El 3 de noviembre, el Ministerio de Interior bielorruso anunció que BelsatTV, canal independiente con sede en Poloni, y todos sus empleados y usuarios, «unidos con la ayuda de los recursos en línea de Belsat», han sido reconocidos como formación extremista y «tienen prohibido continuar su actividad en la República de Belarús». Esta descripción imprecisa probablemente se refiere a los subscriptores de los canales de redes sociales de Belsat, o a los lectores y audiencia de su página web, lo que sugiere que cualquiera de estos puede ser procesados por difundir o distribuir su contenido. La página web de Belsat ya había sido considerada extremista a finales de julio de 2021.

Franak Viačorka, importante consejero de la líder de oposición Svetlana Tsikhanouskaya, dijo que estas severas medidas eran prueba de la popularidad y el éxito del medio en Belarús.

Por primera vez en la historia, el régimen ha tildado a todo el canal de televisión Belsat TV como grupo extremista. El calificativo se extiende tanto a público como periodistas. 940 000 personas, en total. Por un lado, es una herramienta de amenaza, por otro, una prueba del éxito del canal.

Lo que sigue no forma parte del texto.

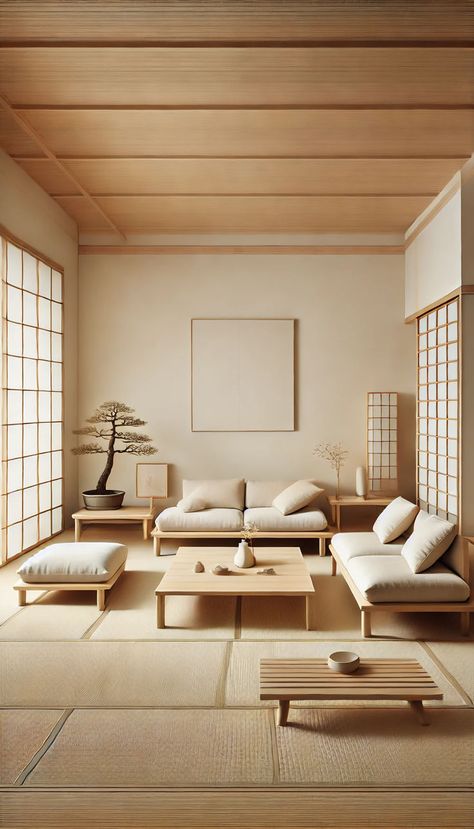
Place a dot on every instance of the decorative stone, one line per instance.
(219, 570)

A los periodistas bielorrusos ya los están sancionando por su participación en medios considerados extremistas. El 1 de noviembre, los tribunales bielorrusos condenaron a dos periodistas, Iryna Slaunikava y Syarhei Niarouny, bajo acusaciones de difundir extremismo con sus supuestas interacciones con las páginas de Facebook de los medios Belsat, y Tut.byon, ambos bloqueados en Belarús. Según la Asociación de Periodistas de Belarús (BAJ), también vetada en el país, Slaunikava fue condenada a 15 días de prisión, mientras que Niarouny tuvo que pagar una multa de 580 rublos bielorrusos (235 dólares estadounidenses).

Gulnoza Said, coordinadora del programa de Europa y Asia Central para el Comité para la Protección de los Periodistas (CPJ), dijo que las nuevas medidas de represión eran «caer muy bajo, incluso considerando la larga campaña de las autoridades bielorrusas contra la prensa independiente». El CPJ ha pedido a las autoridades bielorrusas que «dejen de vetar medios» y de sancionar a periodistas y ciudadanos por interactuar con su contenido.